On Friday 27th April, 8 SoundSkool students were given the opportunity to go see Nine Night at Southbank’s The National. This amazing opportunity was provided by theatre producer Tobi Kyeremateng, who fundraised to be able to offer our students free tickets as part of her #BlackNineNight initiative.This campaign has provided the means to take 240 young black creatives through the doors of the National, offering the experience of the magic of theatre and stage production. A massive thanks to Tobi, who also organised an exclusive tour around the National to see what goes on behind the scenes. Level 3 student Georgia, who attended the tour and play, has written a review below:
“The tour beforehand gave us insight to what happens during the production of a show. The National is known for making their set/props and costume on site; this means that they have a big warehouse like space so things can get done. It was like seeing one big art/DT department which was pretty amazing to experience. You appreciate an art form a lot more when you’re given a chance to observe what happens in its baby stages.

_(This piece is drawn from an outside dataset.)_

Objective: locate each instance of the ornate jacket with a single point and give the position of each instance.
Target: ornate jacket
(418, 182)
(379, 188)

We then went through to the auditorium where the set was different from our last visit which was The Barbershop Chronicles. Before, the set was on level ground and very up close and personal, especially if you were sitting on the lower front row. It sort of added to the experience with the show having undertones of togetherness, as there was that connection even just by seating. But with Nine Night there was an actual stage whilst the set was at an angle, which depicted the family house. Through the duration of the production, the story and it’s colourful characters took us on a rollercoaster ride of emotions from laughter to sadness. The show is about a British Jamaican family that have lost a vital, elderly family member, with her death then setting the whole play in motion. The show dealt with themes of bereavement, money problems, clashing egos and letting go.
From a personal point of view, a lot of the shows aspects reminded me of The Desmonds (a black British show from the early 90s) and my own family all in one. With the production’s whole message it gave me a lot to think about in terms of what my family might have went through when my great grandma passed away to the banter that was flowing throughout the show. I’m glad I saw the show at this moment in time where, politically in my opinion, Black British people are in a gray area when it comes to feeling like they belong in this country. We are often treated unfairly when the elderly Black British community have done nothing but work since coming here in the Windrush Era. So to see this play at this time fills me with nothing but love and pride for my background and culture.”